Moriyama worked for former Vivo member Eikoh Hosoe for a few years, before finally beginning his own path as a photographer. He began to publish photo books in the late 1960s, as well as contributing to photography magazines like Provoke. Provoke popularised a style known as “are, bure, bokeh“, a reclaimed term meaning “grainy/rough, blurry, and out-of-focus.” This term characterises much of Moriyama’s photography: images shot without using the viewfinder, from moving vehicles or in quick succession. When great numbers of these images are presented together, as they are at the Photographers’ Gallery, they give an impression of the pace, confusion, and beautiful chaos of daily life.

Moriyama’s career continues until today. The artist tries to get out to take as many images as he can, and encourages aspiring photographers to do the same. Not to get bogged down in formal rules and processes, but to capture life as it is. Moriyama himself has struggled at times with the limits of the medium. He published Farewell Photography in 1972, a sort of nihilistic breaking down in book form of photography itself. Around this time Moriyama stepped away from the camera, only returning to it at his friends’ urging some years later. He nonetheless has a prolific list of photo books behind him, and has branched out from black and white into colour and moved with alacrity into digital photography.
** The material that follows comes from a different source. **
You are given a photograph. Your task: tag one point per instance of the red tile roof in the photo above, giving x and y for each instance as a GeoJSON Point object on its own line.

Throughout all these decades of work, certain motifs and ideas return again and again. Moriyama is constantly pushing the boundaries of photography: what it can capture, and what it can’t. In this, his work reminds me of Hiroshi Sugimoto, subject of the most recent Hayward Gallery exhibition. Both have series in which they photograph reproductions or images, a sort of feeling out of the borders between artifice and reality. There’s an interesting parallel here between Japanese photographers with diametrically opposed styles. In Moriyama’s case this takes the form of a rather Benjaminian habit of making images of images, particularly press and advertising ones.


A UK Retrospective for Daido Moriyama

As well as being the first UK retrospective of Daido Moriyama’s work, this exhibition at the Photographers’ Gallery is also a rare occasion in which all four floors of this institution are given over to the same artist. This is important to give a sense of the volume of images in Moriyama’s archive. It’s also interesting to see different series: there is good information provided on several of these including his inspiration, approach, and method of disseminating each series of work. As visitors we get a good sense of how he photographs his own and other countries. And we can also see the changes over the years: from the 1960s to his responses to our contemporary world.

Ultimately, curator Thyago Nogueira has ticked all the boxes of a good retrospective. The exhibition has a good spread of work to help us to understand its subject. It is visually appealing, holding our interest by varying how the works are presented. There are prints, of course, but also images blown up or reproduced across gallery walls, videos, and slide shows. The artist’s voice is also constantly present: Noguiera wants us to understand Moriyama’s own intentions, rather than imposing his vision too strongly on the works. It’s a great way to get to know more about Moriyama, and may have you wondering why this retrospective has taken so long.